После первых крепких объятий и слез он рассказал о своих приключениях. Когда корабль Томаса крейсировал в поисках китов вдоль побережья Южной Америки, его захватило испанское военное судно, обвинив в нарушении границ нейтральных вод. Невзирая на протесты Томаса, их отбуксировали в порт Вальпараисо в Чили, а корабль конфисковали. Через несколько дней стало ясно, что получить его назад не удастся, разве что через длительное судебное дело. С большой неохотой Томас Коффин распустил команду, дабы они, если получится, могли устроиться на другие корабли, а сам решил остаться и побороться за себя. Его приняла гостеприимная испанская семья, научив испанскому языку так быстро и хорошо, что он смог выступить своим собственным адвокатом. По некоторым пунктам он добился победы. Но казалось, что дело будет тянуться целую вечность. Наконец, Томас решил сдаться и тронулся в путь, самостоятельно перейдя через Анды. Для мужчины на пороге пятидесятилетия это было серьезным испытанием. Добравшись до Бразилии, в одном портовом городе он нашел корабль, готовый взять его на борт и доставить в Соединенные Штаты. Снова и снова он пытался отправить весточку домой, но ни одна из них не дошла до Нантакета. Наконец, он вернулся домой.
Его стойкость перед лицом испытаний вдохновила всех детей Коффинов. Они гордились своим отважным отцом и никогда не уставали слушать рассказы о приключениях в Южной Америке. Он научил их говорить «доброе утро» и «добрый вечер» по-испански и внушил им уважение к католической религии, поскольку католическая семья была добра и щедра к нему.

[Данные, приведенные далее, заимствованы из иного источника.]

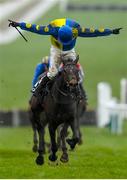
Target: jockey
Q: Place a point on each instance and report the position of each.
(64, 33)
(39, 70)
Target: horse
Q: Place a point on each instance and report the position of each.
(60, 107)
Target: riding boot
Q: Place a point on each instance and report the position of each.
(40, 90)
(80, 93)
(83, 92)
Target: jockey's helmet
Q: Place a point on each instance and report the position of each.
(65, 35)
(45, 59)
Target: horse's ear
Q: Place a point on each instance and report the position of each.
(77, 59)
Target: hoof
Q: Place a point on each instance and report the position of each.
(52, 157)
(53, 163)
(40, 160)
(64, 158)
(72, 142)
(35, 148)
(80, 142)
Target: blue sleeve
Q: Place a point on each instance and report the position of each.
(90, 32)
(43, 30)
(40, 68)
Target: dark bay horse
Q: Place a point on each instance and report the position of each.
(60, 107)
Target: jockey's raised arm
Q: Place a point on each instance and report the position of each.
(91, 32)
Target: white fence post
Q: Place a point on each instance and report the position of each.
(104, 94)
(123, 91)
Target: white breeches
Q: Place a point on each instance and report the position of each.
(55, 59)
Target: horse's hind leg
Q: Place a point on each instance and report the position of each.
(35, 140)
(40, 158)
(63, 133)
(54, 148)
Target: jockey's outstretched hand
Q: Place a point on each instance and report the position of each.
(12, 23)
(116, 31)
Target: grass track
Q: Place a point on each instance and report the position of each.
(101, 156)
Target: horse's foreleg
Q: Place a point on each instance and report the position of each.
(40, 158)
(54, 148)
(35, 140)
(63, 134)
(72, 142)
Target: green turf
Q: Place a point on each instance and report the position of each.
(102, 155)
(104, 59)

Для детей, изолированных на своем маленьком острове, это соприкосновение с внешним миром расширило кругозор.
Но, хотя приключения его были чудесны, Томас Коффин решил покончить с мореплаванием он останется дома и будет зарабатывать на жизнь торговлей. Как раз перед захватом корабля в Вальпараисо он отослал груз шкур морских котиков в Китай. Деньги от этой сделки ему удалось вложить в партнерство с Джесси Самнером, успешным бостонским купцом. Однако не прошло и года, как стало ясно, что для семьи это означало переезд в Бостон. Сестра Анны, вдовствующая Фиби Хасси, купила их дом на Фэир-стрит, и в июле 1804 года Коффины тронулись в путь. У Анны на руках была новорожденная дочь Лидия.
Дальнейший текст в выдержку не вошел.